Syrian Christians are faced with a difficult situation due to their country's civil war. Many Christians support Assad out of fear that if he is overthrown and replaced by Islamists, they will face greater persecution, especially from al-Qaeda-linked Sunni Muslim rebel groups such as Jabhat al-Nusra, who have attacked Christians. At the same time, Assad and his government are supported by Iran and its Lebanese terror proxy, Hezbollah, and have used chemical weapons against the Syrian people.
Christian villagers in Wadi al-Nassara (Valley of Christians) in western Syria, home to around 50,000 Christians, have formed "popular defense committees" with the blessing of the Syrian government, according to AFP.
These "popular defense committees" are militias that are armed and trained by the Syrian government to supplement the Syrian army and protect their own neighborhoods or villages from attacks by rebels. Many of these militias are comprised of Syrian minority groups such as the Christians, Druze and Alawites.
While Assad may have links to Iran and Hezbollah, his secular government, led by the minority Alawites, has proven to be friendlier towards Christians than other regional elements, compounding the uncertainty surrounding Syrian Christians' future.

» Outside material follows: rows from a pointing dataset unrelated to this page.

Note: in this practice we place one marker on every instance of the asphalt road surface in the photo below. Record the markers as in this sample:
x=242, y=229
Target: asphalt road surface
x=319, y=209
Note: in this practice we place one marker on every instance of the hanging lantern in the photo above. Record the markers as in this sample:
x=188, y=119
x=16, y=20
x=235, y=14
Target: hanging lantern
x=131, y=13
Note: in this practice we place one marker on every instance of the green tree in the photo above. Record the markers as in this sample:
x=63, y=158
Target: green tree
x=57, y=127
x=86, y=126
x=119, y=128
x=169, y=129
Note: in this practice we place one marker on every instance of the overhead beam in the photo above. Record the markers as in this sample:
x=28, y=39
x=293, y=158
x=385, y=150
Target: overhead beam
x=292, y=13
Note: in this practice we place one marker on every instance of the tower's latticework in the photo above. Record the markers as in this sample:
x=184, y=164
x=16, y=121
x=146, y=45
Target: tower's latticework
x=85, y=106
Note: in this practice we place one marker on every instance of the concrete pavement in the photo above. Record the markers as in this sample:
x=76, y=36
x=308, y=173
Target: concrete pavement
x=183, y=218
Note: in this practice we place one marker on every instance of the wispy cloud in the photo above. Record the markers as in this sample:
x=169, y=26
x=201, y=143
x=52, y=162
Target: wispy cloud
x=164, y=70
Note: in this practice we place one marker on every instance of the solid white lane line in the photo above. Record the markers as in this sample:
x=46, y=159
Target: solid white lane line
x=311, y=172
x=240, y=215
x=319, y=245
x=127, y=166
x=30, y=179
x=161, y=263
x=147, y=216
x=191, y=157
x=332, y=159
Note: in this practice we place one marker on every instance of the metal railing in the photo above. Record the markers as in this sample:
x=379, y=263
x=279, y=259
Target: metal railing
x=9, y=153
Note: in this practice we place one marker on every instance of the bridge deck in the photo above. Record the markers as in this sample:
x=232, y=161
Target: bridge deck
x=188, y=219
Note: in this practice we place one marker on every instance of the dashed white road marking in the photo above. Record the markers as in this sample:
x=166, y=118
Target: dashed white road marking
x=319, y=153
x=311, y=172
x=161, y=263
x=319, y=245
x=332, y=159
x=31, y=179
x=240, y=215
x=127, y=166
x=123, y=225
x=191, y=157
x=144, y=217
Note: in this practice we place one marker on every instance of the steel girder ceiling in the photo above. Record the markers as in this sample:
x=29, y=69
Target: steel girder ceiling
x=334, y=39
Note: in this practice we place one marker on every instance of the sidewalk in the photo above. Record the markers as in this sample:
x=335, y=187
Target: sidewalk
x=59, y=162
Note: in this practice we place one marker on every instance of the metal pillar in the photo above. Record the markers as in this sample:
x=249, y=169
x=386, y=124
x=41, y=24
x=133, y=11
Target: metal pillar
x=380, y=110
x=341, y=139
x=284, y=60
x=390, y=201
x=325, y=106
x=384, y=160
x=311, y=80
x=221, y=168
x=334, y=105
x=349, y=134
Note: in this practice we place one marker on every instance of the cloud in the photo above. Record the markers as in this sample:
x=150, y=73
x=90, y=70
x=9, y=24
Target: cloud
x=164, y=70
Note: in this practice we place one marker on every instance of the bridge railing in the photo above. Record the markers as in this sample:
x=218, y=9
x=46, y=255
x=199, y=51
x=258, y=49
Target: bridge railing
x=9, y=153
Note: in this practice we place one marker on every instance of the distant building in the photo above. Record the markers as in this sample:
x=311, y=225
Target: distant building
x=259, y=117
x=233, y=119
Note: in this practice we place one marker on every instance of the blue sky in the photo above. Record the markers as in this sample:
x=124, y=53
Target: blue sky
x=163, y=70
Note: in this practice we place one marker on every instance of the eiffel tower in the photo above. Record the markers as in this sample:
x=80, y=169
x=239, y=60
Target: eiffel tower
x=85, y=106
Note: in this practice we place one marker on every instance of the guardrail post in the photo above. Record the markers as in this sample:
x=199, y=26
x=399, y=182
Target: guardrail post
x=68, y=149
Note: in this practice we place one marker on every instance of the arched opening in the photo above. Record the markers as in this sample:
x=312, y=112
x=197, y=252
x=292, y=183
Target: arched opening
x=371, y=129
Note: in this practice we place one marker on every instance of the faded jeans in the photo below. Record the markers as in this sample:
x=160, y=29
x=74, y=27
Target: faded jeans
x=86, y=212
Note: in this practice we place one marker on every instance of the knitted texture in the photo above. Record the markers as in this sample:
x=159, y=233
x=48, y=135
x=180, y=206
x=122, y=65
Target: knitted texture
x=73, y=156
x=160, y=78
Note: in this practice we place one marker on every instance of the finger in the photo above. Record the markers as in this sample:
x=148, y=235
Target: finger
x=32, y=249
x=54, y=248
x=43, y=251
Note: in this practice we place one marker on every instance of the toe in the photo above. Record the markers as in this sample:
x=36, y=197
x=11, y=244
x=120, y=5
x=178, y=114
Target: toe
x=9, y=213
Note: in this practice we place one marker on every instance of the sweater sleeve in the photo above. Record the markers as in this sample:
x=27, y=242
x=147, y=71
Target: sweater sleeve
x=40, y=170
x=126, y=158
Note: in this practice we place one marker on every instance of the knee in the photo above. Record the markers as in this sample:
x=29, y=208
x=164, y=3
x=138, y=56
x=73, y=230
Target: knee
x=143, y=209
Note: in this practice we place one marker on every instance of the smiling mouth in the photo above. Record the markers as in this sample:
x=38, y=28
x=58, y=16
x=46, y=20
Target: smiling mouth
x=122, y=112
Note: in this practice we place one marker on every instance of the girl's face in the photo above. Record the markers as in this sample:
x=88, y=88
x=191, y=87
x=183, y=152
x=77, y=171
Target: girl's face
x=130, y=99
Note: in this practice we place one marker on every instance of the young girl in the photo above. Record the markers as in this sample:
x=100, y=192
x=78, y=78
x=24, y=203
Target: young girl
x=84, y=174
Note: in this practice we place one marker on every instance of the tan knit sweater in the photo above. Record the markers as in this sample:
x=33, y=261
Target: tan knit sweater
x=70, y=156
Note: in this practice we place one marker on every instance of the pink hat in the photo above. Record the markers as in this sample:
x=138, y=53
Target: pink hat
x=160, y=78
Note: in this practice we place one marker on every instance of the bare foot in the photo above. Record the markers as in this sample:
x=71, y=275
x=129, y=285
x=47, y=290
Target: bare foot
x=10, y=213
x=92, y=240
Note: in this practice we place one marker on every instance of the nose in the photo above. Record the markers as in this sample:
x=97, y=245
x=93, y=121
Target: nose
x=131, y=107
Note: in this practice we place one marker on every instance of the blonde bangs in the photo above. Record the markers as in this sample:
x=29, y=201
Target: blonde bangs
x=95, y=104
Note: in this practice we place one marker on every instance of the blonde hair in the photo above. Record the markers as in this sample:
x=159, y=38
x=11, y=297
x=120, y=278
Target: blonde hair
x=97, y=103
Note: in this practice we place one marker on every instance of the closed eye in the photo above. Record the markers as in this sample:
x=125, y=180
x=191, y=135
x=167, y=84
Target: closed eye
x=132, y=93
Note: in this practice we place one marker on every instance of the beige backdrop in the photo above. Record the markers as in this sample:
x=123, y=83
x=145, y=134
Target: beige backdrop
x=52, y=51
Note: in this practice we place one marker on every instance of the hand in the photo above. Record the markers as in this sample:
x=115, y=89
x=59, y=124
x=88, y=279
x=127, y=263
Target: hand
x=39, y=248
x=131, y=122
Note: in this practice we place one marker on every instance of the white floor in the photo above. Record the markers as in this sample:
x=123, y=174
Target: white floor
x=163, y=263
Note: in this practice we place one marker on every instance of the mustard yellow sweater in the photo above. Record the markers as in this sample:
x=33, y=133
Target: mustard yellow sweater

"The Syrian state provides more protection and freedom for Christians and religious minorities than any other Muslim-majority state in the region, including the regional allies (namely Jordan and Turkey) the U.S. has enlisted in the effort to overthrow it," Dr. John Eibner, CEO of Christian Solidarity International, a Christian human rights group that has extensively worked with Syrian refugees on the ground, told JNS.org.
At the same time, Eibner pointed out that there is no safe alternative for Christians with the rebel groups, who have largely been infiltrated by well-funded, organized and experienced Al-Qaeda terrorists.
"No existing rebel group in Syria has demonstrated a similar commitment to the protection of religious minorities or an ability to provide the basic functions of the state, and many rebel groups—some of the most powerful of which are allied to al Qaida—are guilty of acts of religious cleansing against Syria's minorities. Those who propose to attack or overthrow the Syrian state are responsible for ensuring the safety of all of Syria's citizens after its fall," Eibner said.
Emanuel Aydin, a bishop in the Syria Orthodox Church, told the Washington Times in early August that he estimates about 300 Christians have been killed in the Syrian civil war, and about 500,000 have fled.
Syrian-born Melkite Catholic Patriarch Gregoire III Laham also warned against Western intervention in Syria.
"Instead of trying to change the (Syrian) government, help the government to change. We are all for change. We are all for reforms. But not in this way, with blood," Laham recently told Catholic News Service.
Indeed, Christian leaders in Syria have a reason to fear for their future. They have also faced growing dangers from rebels in Syria.
In April, two Syrian bishops, Yohanna Ibrahim and Boulos Yaziji, were kidnapped at gunpoint at a rebel checkpoint near Aleppo. Their whereabouts are still unknown.
In early July, a video posted on LiveLeak.com apparently showed Syrian Catholic priest Father Francois Murad being beheaded by the Al-Qaeda-linked Syrian rebels, Jabhat al-Nusra, in front of a cheering crowd. While there are conflicting reports over whether or not that was Murad depicted in the video, the Vatican has confirmed that Murad and two others were taken from a monastery in northern Syria and killed.
In late July, an al-Qaeda linked group abducted Italian Jesuit Priest Paolo Dall'Oglio, who is well-respected by many Syrians and has worked for years to restore Deir Mar Musa or Monastery of Saint Moses the Abyssinian, an ancient Christian monastery located 80 kilometers north of Damascus, into a modern center for Muslim-Christian interfaith dialogue.
Home to numerous Christian denominations that date back to the foundation of Christianity in the first century CE, today Christians comprise between 5 to 10 percent of Syria's estimated 22 million people, down from more than 20 percent just a century ago.